Più di 5 milioni di persone, ogni settimana, soltanto in Italia, usano le piattaforme digitali per le più svariate esigenze. Lo rileva la ricerca “Digital Footprint” del sindacato Uni Europa, attorno ai quali la Uiltucs, categoria della Uil che si occupa di turismo, commercio, servizi e Gig Economy, ha stilato una serie di proposte per tutelare e regolamentare i lavoratori delle piattaforme digitali.
I dati, avvalorati anche dallo studio della Fondazione Debenedetti (stimati in linea generale da 700mila utenti a 1 milione), evidenziano infatti la necessità di inquadrare il fenomeno in una cornice normativa che abbraccia la moltitudine dei lavoratori coinvolti: dai rider, ai lavoratori delle piattaforme di moderazione di contenuti, dal lavoro domestico alla ristorazione, dallo sviluppo web alla traduzione e creazione di testi, al commercio on line e non solo. Il documento realizzato è stato redatto con forte attenzione ad alcune proposte realizzate in ambito nazionale e internazionale, come il “Manifesto per salvare la gig economy”, la “Carta di Francoforte” e le proposte di policy di Uni Europa.
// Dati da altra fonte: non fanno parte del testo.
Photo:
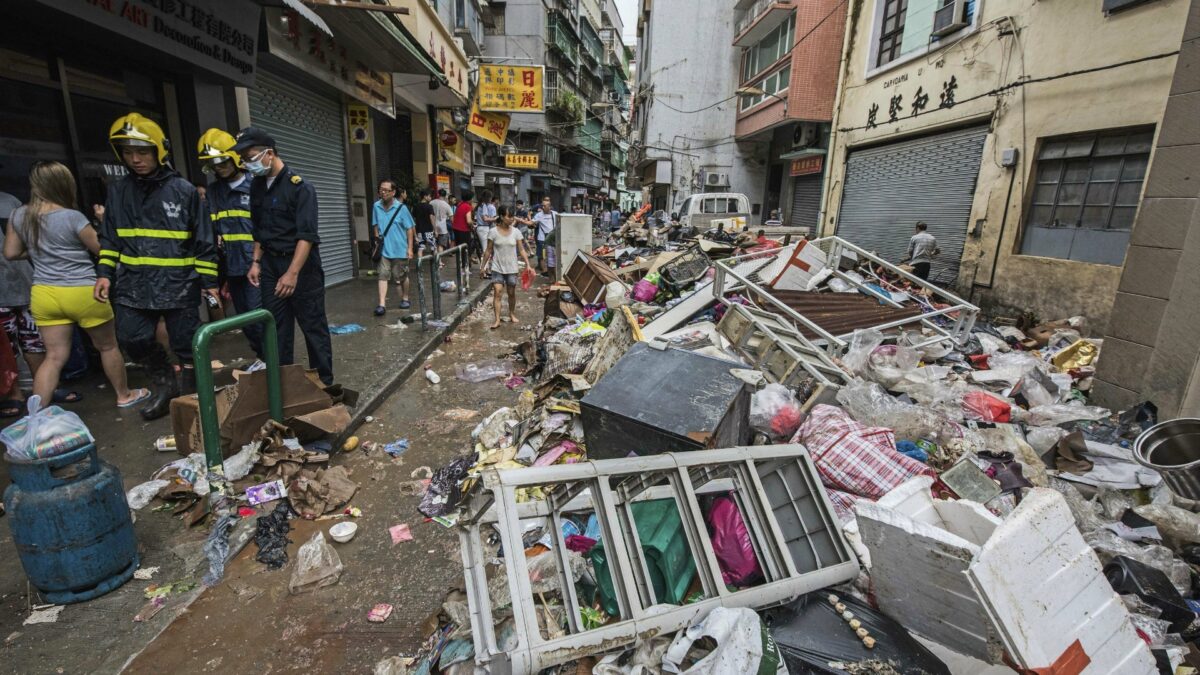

Diviso in due parti – la prima sul lavoro a chiamata tramite piattaforma o app, la seconda sul crowd working – il testo punta a garantire le tutele previste dalla contrattazione collettiva di settore, o tramite specifico accordo aziendale, partendo da un presupposto: è necessario solamente aggiornare alcuni aspetti della contrattazione collettiva odierna. Nel documento trovano spazio, inoltre, una serie di aspetti: la portabilità opzionale del rating, la possibilità per i lavoratori di intervenire sulla valutazione dei clienti, uno o più momenti durante l’anno di confronto tra policy maker, studiosi e parti sociali sui dati utili – anche anonimizzati e in formato open source – per il monitoraggio del mercato del lavoro sulle piattaforme digitali e l’uso dello Spid (Identità Digitale) per il controllo e la gestione degli aspetti previdenziali e assistenziali di chi lavora sulle piattaforme.
“Abbiamo già condiviso il documento – spiega Gabriele Fiorino della segreteria nazionale Uiltucs – con la segreteria confederale Uil presente al tavolo del Ministero per lo Sviluppo Economico per la vertenza sui fattorini delle consegne a domicilio. È un testo utile per ragionare sull’intero mondo lavorativo della gig economy, soprattutto perché ha diverse conseguenze occupazionali su molti settori della nostra categoria. Vuole essere un contributo pratico per attivare un confronto con le imprese e migliorare le condizioni di lavoro sulle piattaforme”.
“Bisogna dare dignità e tutele – aggiunge – a qualsiasi tipo di lavoro e combattere le esternalizzazioni che spesso le aziende usano per scaricare il costo del lavoro sulle spalle dei lavoratori”.
Nell’ultimo incontro di metà dicembre tra il Mise e i riders, il ministro Luigi Di Maio ha presentato la bozza di una proposta di accordo collettivo ad hoc per l’intero settore.
Il testo mira a garantire ai fattorini impiegati “attraverso rapporti di lavoro di tipo non subordinato” nuove tutele come il salario minimo e l’orario di lavoro.
La proposta prevede un contratto, scritto o digitale per assicurare una paga minima oraria; il divieto di pagamento a cottimo; la copertura previdenziale Inps e Inail; massimo tre consegne entro un’ora di disponibilità, deroghe a parte; spese di manutenzione dei mezzi a carico del datore di lavoro: 50 euro mese elevati a 100 in caso di mezzo di trasporto a motore; indennità forfettaria di fine rapporto a carico del datore di lavoro proporzionata alla durata del contratto e all’ammontare complessivo del lavoro prestato. Si parla anche di maggiorazioni salariali per il lavoro notturno e i giorni festivi (30%).
Riconosciuto il diritto alla libertà sindacale ed è prevista la costituzione di un osservatorio, al quale parteciperanno le piattaforme e i rider, che monitorerà lo stato dell’accordo.